Computational geometry is a branch of computer science that has been extensively studied in areas like graphics and GIS. Today, we will explore polygon shape analysis algorithms and 2D computational geometry, which can also be effectively utilized in the fields of natural sciences and remote sensing.
Polygon shape analysis is a crucial aspect of computational geometry, involving the study of the properties and characteristics of polygonal shapes in a two-dimensional space. Polygons, which are closed, flat shapes with straight sides, can vary greatly in complexity and form. Understanding their shapes is essential for numerous applications, including computer graphics, geographical information systems (GIS), and robotics.
COCOJSON format for representing 2D polygons
The initial step in polygon shape analysis often involves defining the vertices and edges of a polygon. Vertices are the points where two edges meet, and edges are the straight lines connecting these points. By analyzing the arrangement and lengths of these edges and vertices, one can derive various properties of the polygon, such as its perimeter, area, and internal angles.
In 2D computational geometry, polygons can be represented in various ways.
A common method is to use a pair of 2 lists, one for all points X and another for all points Y.
Another approach is to concatenate all X and Y coordinates into a single matrix.
For instance, in COCOJSON, the points of each polygon are listed in a one-dimensional array in the order of (x, y).
The pseudo code is
"segmentation": [vertex1, vertex2, vertex3, ...]
Polygon roughness refers to the degree of irregularity or complexity of a polygon's boundary. Evaluating polygon roughness is important in fields like materials science, where surface texture analysis is critical, and in computer graphics, where it affects rendering techniques.
For example, the roughness of a Ni electrode significantly impacts the reliability of MLCCs, making computer analysis of the electrode's shape crucial for the manufacturing and quality inspection of MLCCs. For more details, please refer to our previously published article.
https://www.deepblock.net/blog/the-role-of-ligament-structure-in-mlcc-electrodes
Techniques for evaluating roughness include measuring the deviation of the polygon's edges from a smooth reference shape, such as a circle or an ellipse. Another approach is to calculate the polygon's fractal dimension, which quantifies how the detail in the polygon's shape changes with scale.
And here are other well-known algorithms for evaluating roughness:
Peak-to-Valley Roughness (Rv): This measures the difference between the highest peak and the lowest valley within a given section.
Skewness and Kurtosis: These higher-order statistical measures assess the symmetry and sharpness of surface features, offering additional insights into the roughness profile.
Power Spectral Density (PSD): In this frequency-based roughness measurement, the surface is analyzed in the frequency domain, where roughness is defined by the amplitude of surface features at different spatial frequencies.

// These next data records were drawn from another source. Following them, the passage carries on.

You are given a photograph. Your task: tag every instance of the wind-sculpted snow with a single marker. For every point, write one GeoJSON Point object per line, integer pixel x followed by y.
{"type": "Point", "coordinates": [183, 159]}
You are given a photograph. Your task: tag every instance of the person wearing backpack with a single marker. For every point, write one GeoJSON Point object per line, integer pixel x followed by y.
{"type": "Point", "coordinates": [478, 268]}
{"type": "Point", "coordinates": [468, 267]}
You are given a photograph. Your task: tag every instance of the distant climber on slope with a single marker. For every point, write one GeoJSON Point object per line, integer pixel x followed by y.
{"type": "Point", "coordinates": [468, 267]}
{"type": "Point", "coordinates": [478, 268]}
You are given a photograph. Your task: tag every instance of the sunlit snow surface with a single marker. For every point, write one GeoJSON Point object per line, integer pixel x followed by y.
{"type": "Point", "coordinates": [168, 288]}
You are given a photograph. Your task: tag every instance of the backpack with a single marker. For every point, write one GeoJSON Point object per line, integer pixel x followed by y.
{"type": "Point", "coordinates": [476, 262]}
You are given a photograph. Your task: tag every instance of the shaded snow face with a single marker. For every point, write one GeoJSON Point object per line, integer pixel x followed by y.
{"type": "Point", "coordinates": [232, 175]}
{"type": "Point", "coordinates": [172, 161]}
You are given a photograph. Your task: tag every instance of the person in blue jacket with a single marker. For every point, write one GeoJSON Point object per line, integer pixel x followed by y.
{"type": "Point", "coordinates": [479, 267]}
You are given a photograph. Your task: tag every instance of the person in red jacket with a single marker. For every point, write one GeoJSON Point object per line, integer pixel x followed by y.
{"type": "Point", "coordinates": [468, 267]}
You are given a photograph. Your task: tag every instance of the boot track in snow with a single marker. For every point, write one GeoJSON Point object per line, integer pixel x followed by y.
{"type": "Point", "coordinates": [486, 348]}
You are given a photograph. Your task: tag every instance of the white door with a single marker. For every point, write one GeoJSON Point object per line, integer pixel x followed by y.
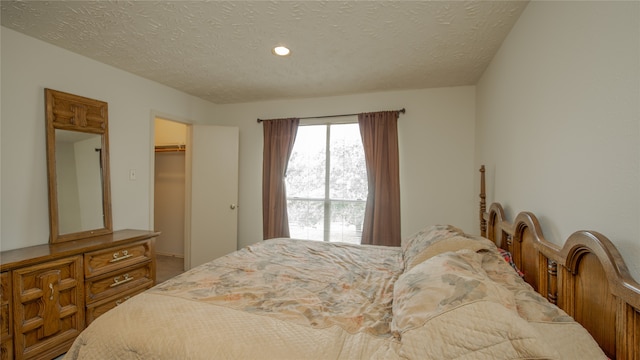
{"type": "Point", "coordinates": [211, 193]}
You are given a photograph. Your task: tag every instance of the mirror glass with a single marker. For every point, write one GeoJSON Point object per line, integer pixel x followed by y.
{"type": "Point", "coordinates": [77, 166]}
{"type": "Point", "coordinates": [79, 181]}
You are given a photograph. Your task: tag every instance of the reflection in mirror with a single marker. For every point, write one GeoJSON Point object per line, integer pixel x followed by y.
{"type": "Point", "coordinates": [77, 166]}
{"type": "Point", "coordinates": [79, 181]}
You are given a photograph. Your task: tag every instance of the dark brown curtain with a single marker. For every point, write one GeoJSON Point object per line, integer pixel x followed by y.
{"type": "Point", "coordinates": [279, 136]}
{"type": "Point", "coordinates": [379, 133]}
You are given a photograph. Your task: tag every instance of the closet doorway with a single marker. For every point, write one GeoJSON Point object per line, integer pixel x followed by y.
{"type": "Point", "coordinates": [195, 193]}
{"type": "Point", "coordinates": [169, 196]}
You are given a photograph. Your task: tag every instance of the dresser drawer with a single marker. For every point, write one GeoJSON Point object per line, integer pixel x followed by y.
{"type": "Point", "coordinates": [6, 340]}
{"type": "Point", "coordinates": [118, 282]}
{"type": "Point", "coordinates": [98, 308]}
{"type": "Point", "coordinates": [115, 258]}
{"type": "Point", "coordinates": [48, 307]}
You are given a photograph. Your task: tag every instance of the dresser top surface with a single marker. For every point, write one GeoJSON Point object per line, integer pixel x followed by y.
{"type": "Point", "coordinates": [19, 257]}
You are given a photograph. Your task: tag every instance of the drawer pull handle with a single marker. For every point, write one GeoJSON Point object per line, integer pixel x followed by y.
{"type": "Point", "coordinates": [120, 301]}
{"type": "Point", "coordinates": [117, 257]}
{"type": "Point", "coordinates": [118, 282]}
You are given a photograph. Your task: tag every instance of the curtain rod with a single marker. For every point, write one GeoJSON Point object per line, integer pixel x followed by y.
{"type": "Point", "coordinates": [402, 111]}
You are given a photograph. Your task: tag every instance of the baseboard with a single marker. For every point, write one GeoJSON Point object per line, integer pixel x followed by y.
{"type": "Point", "coordinates": [181, 256]}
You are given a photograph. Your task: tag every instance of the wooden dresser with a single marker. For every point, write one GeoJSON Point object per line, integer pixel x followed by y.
{"type": "Point", "coordinates": [50, 293]}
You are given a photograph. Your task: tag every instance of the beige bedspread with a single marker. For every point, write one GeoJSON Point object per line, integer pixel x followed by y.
{"type": "Point", "coordinates": [294, 299]}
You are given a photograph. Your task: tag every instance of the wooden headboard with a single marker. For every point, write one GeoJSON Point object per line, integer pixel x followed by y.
{"type": "Point", "coordinates": [586, 277]}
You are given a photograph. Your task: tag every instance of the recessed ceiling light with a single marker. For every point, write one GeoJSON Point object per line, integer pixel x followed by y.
{"type": "Point", "coordinates": [281, 51]}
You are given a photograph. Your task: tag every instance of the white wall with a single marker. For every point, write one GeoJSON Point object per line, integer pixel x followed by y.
{"type": "Point", "coordinates": [28, 66]}
{"type": "Point", "coordinates": [558, 121]}
{"type": "Point", "coordinates": [436, 152]}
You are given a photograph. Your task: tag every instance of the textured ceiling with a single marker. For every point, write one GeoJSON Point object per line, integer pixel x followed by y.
{"type": "Point", "coordinates": [221, 51]}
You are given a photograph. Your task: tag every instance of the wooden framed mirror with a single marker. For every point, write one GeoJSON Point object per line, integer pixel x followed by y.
{"type": "Point", "coordinates": [77, 166]}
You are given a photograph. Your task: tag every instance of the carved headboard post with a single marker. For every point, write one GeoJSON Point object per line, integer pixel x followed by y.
{"type": "Point", "coordinates": [483, 203]}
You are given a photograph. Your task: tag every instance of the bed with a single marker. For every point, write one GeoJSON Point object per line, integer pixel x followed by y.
{"type": "Point", "coordinates": [444, 294]}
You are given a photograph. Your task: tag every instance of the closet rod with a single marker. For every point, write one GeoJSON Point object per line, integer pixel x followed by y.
{"type": "Point", "coordinates": [402, 111]}
{"type": "Point", "coordinates": [170, 148]}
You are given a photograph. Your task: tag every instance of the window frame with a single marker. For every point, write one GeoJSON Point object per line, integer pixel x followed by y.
{"type": "Point", "coordinates": [327, 200]}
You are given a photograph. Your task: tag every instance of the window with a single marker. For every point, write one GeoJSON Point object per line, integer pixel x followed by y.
{"type": "Point", "coordinates": [327, 183]}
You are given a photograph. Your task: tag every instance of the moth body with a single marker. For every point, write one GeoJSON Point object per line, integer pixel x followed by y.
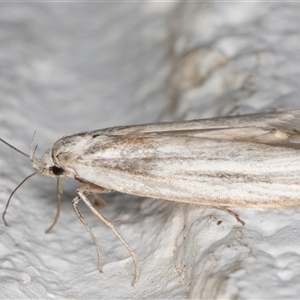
{"type": "Point", "coordinates": [251, 160]}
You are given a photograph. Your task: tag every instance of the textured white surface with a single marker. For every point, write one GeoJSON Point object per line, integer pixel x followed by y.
{"type": "Point", "coordinates": [71, 67]}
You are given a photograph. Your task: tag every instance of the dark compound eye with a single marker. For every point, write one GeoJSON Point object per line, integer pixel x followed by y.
{"type": "Point", "coordinates": [56, 170]}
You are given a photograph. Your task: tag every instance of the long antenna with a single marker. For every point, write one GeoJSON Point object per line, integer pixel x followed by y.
{"type": "Point", "coordinates": [8, 201]}
{"type": "Point", "coordinates": [16, 149]}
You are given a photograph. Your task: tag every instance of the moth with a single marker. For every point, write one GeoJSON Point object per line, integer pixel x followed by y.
{"type": "Point", "coordinates": [248, 161]}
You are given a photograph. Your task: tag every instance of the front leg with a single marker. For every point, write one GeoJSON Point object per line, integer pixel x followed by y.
{"type": "Point", "coordinates": [81, 195]}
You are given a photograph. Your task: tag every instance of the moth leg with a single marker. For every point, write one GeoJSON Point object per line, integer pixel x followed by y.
{"type": "Point", "coordinates": [86, 225]}
{"type": "Point", "coordinates": [81, 194]}
{"type": "Point", "coordinates": [224, 208]}
{"type": "Point", "coordinates": [98, 201]}
{"type": "Point", "coordinates": [58, 204]}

There are several methods for quantifying polygon roughness, each offering unique insights into the complexity and irregularity of polygonal shapes. One common and widely used method is the Perimeter-Area Ratio (PAR). This technique involves calculating the ratio of the polygon's perimeter to its area, providing a straightforward metric for assessing shape complexity. A higher PAR value suggests that the polygon has a more intricate and irregular boundary, indicating a rougher shape. This method is particularly useful in applications where a quick assessment of shape complexity is needed, such as in computer graphics and geographical information systems.
Another effective method for evaluating polygon roughness is the Mean Squared Error (MSE) approach. This technique involves comparing the actual boundary of the polygon to a fitted smooth curve, such as a circle or an ellipse, which serves as a reference for an ideal smooth shape. By calculating the MSE, one can quantify the degree of deviation of the polygon's boundary from this ideal shape. A higher MSE value indicates that the polygon's boundary is more irregular and deviates significantly from the smooth reference, thus reflecting greater roughness. This method is particularly valuable in fields like materials science, where precise measurements of surface texture are crucial for quality control and analysis.
The concept of fractal dimension is a mathematical tool used to describe the complexity and intricacy of self-similar structures, which are patterns that repeat at different scales. This concept can be effectively applied to polygons to measure their roughness and complexity. By calculating the fractal dimension of a polygon, one can quantify how the level of detail in the polygon's shape changes as the scale of observation varies. This provides a more nuanced and comprehensive understanding of the polygon's roughness compared to traditional methods that might only consider basic geometric properties.
Local roughness calculation, on the other hand, involves a more focused approach by analyzing smaller, discrete segments of the polygon's boundary. This method assesses variations in roughness along these segments, which can reveal localized irregularities that might not be apparent when considering the polygon as a whole. By breaking down the boundary into smaller parts, local roughness calculation provides a more detailed and granular roughness profile.